His ball-running ability and knack for finding the tryline mean he's been capable of posting the occasional big Dream Team score in the past couple of years, but they key for Johnson this season is his increasing role as the Warriors' chief playmaker.
Johnson took on more of the kicking in general play last year – a job that had been primarily left to halves partner James Maloney in 2011 – and with Maloney now gone the halfback is likely to take on even more of the kicking duties this season (and with it, more kick-metre Dream Team points).
Maloney's absence will also leave Johnson with the goalkicking duties at the Warriors. For a player who has scored primarily through tackles and tackle breaks in the past couple of years, the additions of goals and extra kick metres could propel Johnson into the elite group of Dream Team playmakers.
His improvement so far in his NRL career has been solid: Johnson averaged 37 Dream Team points a game in his rookie 2011 season and 43 points a game last year, and will be great value if he can get that average up towards 50 this campaign.
While he's not the cheapest Dream Team half going around, he is cheaper than a dozen other front-line halves.

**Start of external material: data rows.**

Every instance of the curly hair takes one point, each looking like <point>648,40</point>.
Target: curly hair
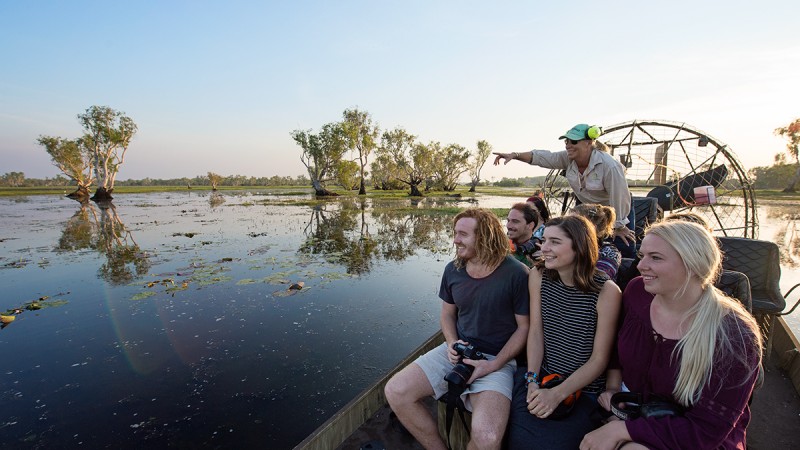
<point>491,242</point>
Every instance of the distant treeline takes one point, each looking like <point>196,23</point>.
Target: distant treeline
<point>18,179</point>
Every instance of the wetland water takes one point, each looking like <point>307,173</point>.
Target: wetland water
<point>168,320</point>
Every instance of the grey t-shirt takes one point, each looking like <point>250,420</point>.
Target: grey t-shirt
<point>486,306</point>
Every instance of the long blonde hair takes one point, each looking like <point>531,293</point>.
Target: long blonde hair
<point>491,242</point>
<point>711,340</point>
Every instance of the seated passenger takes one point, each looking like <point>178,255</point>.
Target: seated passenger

Johnson's one of the few playmakers in NRL Dream Team who could become a consistent high scorer while also getting some big price rises this season.
Negatives: The reason why the likes of Daly Cherry-Evans and Cooper Cronk are priced in the mid-$400,000s in Dream Team is that they've shown something in the past that Johnson has not: consistency.

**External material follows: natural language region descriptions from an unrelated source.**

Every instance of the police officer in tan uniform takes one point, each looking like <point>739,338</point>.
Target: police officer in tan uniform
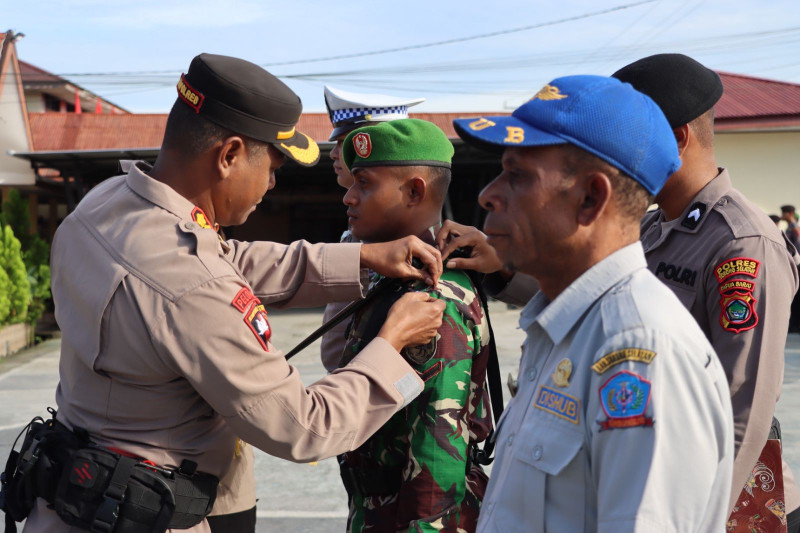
<point>734,271</point>
<point>166,351</point>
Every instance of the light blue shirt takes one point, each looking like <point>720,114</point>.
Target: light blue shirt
<point>622,421</point>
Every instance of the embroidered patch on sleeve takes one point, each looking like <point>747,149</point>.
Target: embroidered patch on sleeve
<point>431,372</point>
<point>243,299</point>
<point>557,403</point>
<point>638,355</point>
<point>737,265</point>
<point>624,398</point>
<point>738,310</point>
<point>256,320</point>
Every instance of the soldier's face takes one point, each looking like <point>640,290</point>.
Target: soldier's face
<point>375,205</point>
<point>343,176</point>
<point>530,216</point>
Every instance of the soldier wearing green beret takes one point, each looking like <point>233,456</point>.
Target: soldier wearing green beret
<point>414,473</point>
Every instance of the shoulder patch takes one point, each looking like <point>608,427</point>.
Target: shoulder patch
<point>419,355</point>
<point>638,355</point>
<point>256,320</point>
<point>694,216</point>
<point>243,299</point>
<point>624,398</point>
<point>557,403</point>
<point>737,265</point>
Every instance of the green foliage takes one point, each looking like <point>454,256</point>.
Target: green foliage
<point>19,293</point>
<point>15,216</point>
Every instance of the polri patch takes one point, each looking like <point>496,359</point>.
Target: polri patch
<point>694,216</point>
<point>256,320</point>
<point>243,299</point>
<point>637,355</point>
<point>624,398</point>
<point>736,265</point>
<point>557,403</point>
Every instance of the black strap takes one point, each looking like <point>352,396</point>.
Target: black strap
<point>484,456</point>
<point>106,515</point>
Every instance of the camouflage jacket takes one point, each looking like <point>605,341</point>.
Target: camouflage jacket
<point>425,445</point>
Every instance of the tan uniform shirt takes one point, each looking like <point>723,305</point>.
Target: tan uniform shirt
<point>731,267</point>
<point>165,345</point>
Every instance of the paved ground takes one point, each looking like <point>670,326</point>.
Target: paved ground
<point>309,497</point>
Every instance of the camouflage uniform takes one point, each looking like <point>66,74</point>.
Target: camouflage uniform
<point>420,457</point>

The player who can mesmerise defences and score himself a hat trick one week can also cough up handling errors and miss half a dozen tackles the next. Regular kick metres and goals will alleviate that problem a little, but the young gun will also need to continue to become a more reliable player if he's going to join the game's elite halves.
Regardless, Johnson's value as a Dream Team gun will still rely on how the Warriors use their other halves. If new signing Thomas Leuluai takes a dominant playmaking role or even just splits the general kicking duties with Johnson, then Johnson's scores and price are unlikely to climb much at all. Youngster Harry Seijka is another promising playmaker and could rise to the fore later in the season.
Risk rating: Picking Johnson is a gamble – based on last year's performances he's a slightly above-average Dream Team scorer, and by giving him a spot in your squad you'll have less room to fit in a real Dream Team gun or a genuinely cheap cash cow.
But if his scores improve as expected, Johnson could be a handy combination of the two – a player capable of posting regular 50+ scores while also giving your squad a healthy cash boost. He's not somebody you'll necessarily want to keep in your squad all season but if you're spooked by the lofty price tags of Cherry-Evans and Cronk then the little Warriors dynamo could be a smart bet.
Two Matt Orfords*.
*BigPond Sport's patented risk scale ranks players out of five Matt Orfords, with five Orfords representing maximum risk and one Orford being a low-risk player.